Sieht alles so einfach aus, mit einem Lesegerät an die Gesäßtasche des Opfers gehen, und schon halt man Geld abgebucht. Das geht, ohne Zweifel – und so hat sich ein Markt für NFC-Schutzhüllen für Bankkarten gebildet.

Wie realistisch ist das Ganze?

Ich habe mal für diesen Beitrag kurz recherchiert, was im Internet dazu zu finden ist. Die Süddeutsche Zeitung hat sich hier der Schutzhülle für EC- und Kreditkarten angenommen. Das Fazit: Theoretisch lässt sich ein Betrag von 25 Euro kontaktlos und unbemerkt vom Besitzer von einer EC- oder Kreditkarte per NFC abbuchen. Aber damit wird der Empfänger der Zahlung (im obigen Tweet ist das der Besitzer eines Ladens) offenbart. Das Abziehen der Kartendaten, um damit in einem Online-Shop einzukaufen, ist nicht möglich.

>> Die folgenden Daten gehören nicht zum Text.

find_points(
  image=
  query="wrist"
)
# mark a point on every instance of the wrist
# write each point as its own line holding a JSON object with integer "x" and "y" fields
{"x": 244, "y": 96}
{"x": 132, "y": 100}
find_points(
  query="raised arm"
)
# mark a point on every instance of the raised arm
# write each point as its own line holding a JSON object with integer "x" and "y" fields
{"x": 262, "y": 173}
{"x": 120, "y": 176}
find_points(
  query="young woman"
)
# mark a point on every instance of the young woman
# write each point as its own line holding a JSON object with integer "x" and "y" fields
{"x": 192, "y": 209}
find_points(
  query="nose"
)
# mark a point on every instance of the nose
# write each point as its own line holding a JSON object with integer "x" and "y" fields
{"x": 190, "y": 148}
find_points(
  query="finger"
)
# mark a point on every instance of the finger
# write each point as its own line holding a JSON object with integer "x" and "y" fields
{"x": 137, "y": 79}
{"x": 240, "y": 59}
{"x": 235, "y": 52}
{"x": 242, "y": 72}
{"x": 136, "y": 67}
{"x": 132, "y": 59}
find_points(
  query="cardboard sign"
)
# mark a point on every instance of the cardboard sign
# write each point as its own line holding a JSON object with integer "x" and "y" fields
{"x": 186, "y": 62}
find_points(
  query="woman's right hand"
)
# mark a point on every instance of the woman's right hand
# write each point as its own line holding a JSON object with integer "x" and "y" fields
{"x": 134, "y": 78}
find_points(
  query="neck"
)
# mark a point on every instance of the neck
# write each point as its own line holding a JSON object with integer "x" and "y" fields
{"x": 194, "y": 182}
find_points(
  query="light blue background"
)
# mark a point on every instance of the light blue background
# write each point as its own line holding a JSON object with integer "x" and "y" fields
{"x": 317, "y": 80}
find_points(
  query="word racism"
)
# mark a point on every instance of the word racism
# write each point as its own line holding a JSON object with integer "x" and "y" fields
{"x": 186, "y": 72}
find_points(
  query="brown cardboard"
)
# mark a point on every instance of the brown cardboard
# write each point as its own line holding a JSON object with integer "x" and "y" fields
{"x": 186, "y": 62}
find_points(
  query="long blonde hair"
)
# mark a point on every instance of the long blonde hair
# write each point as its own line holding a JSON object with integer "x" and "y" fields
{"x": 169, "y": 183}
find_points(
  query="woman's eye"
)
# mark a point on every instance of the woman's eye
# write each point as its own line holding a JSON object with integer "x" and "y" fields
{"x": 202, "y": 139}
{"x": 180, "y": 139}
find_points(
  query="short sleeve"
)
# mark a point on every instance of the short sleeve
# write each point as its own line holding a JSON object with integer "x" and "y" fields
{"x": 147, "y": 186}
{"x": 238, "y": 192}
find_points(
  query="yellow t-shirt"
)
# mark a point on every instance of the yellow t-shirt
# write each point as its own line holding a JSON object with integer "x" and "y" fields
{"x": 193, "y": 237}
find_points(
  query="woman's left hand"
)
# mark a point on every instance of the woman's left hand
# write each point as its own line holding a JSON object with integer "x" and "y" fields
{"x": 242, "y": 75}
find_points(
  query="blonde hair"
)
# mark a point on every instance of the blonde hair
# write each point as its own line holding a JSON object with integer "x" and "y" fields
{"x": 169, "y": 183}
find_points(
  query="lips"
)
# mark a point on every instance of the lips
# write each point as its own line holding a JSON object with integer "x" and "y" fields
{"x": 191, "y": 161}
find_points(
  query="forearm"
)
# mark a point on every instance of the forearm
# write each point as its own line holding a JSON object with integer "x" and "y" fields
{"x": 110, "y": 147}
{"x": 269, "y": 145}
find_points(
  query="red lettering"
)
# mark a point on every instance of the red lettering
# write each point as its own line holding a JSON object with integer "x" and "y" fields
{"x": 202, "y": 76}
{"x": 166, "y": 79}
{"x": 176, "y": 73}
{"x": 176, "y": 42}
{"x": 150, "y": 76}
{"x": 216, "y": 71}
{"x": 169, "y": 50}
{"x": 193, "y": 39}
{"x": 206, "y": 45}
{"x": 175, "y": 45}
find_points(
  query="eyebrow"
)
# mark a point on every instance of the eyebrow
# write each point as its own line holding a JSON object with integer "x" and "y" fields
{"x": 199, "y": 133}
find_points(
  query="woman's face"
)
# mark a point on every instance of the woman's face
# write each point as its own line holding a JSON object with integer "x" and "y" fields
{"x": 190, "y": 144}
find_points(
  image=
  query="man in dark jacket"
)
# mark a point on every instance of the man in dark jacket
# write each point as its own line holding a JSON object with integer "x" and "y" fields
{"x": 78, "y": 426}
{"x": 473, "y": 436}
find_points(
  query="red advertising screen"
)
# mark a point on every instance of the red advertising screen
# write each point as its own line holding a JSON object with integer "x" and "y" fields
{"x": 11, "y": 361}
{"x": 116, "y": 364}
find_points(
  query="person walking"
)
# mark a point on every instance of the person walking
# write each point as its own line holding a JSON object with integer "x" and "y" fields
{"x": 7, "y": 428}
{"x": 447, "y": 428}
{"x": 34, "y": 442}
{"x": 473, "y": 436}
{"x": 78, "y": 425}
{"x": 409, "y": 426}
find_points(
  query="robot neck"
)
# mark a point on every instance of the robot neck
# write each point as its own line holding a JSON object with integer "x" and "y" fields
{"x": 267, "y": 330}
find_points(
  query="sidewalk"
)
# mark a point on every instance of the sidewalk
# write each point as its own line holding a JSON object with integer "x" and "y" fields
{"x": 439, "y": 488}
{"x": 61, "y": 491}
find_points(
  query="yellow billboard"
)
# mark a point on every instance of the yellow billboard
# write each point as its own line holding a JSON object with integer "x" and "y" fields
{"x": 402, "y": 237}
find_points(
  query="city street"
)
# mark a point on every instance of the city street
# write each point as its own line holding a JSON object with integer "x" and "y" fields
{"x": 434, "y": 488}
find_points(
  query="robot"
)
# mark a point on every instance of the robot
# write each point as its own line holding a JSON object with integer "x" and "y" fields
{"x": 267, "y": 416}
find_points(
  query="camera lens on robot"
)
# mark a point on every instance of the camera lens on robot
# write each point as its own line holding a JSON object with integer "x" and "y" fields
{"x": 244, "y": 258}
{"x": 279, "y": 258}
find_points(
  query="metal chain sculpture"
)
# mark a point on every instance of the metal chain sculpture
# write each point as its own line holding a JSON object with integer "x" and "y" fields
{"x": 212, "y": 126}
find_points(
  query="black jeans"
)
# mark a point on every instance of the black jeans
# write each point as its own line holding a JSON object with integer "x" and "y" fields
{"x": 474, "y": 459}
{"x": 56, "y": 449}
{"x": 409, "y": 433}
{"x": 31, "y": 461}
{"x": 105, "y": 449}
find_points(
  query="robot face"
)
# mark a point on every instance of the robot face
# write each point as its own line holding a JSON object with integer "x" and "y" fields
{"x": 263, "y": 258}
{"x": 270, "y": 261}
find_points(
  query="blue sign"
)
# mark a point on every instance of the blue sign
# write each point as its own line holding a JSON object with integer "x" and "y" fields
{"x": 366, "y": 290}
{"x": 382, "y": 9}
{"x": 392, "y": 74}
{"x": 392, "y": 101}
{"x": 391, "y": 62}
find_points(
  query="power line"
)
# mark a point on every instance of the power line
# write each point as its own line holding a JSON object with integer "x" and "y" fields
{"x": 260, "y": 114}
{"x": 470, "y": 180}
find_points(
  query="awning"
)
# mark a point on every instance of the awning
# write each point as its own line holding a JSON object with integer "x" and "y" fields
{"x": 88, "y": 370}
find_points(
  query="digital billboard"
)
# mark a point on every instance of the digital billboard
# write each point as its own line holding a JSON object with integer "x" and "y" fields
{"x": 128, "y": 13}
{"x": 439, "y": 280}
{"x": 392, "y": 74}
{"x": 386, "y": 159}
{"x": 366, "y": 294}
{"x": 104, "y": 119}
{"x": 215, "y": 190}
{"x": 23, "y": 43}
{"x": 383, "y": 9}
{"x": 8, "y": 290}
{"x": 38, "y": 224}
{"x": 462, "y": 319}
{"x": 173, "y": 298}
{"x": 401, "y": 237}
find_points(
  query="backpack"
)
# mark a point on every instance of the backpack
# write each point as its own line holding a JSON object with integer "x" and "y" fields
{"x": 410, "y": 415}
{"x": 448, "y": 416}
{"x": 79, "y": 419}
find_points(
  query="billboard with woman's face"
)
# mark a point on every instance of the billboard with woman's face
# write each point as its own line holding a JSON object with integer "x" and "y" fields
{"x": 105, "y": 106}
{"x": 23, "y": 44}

Praktisch scheitert das Auslesen der NFC-Daten der Karten aber auch daran, dass in einem Geldbeutel oft noch Münzen enthalten sind. Diese Münzen oder mehrere EC- und Kreditkarten wirken wie Störer, so dass das Auslesen nicht klappt. Ähnliche die die Süddeutsche Zeitung sieht es auch dieser Artikel – es sind eigentlich keine Fälle in der Praxis bekannt, wo Karten über NFC unbemerkt vom Empfänger mit Buchungen für Fremdeinkäufe belastet worden.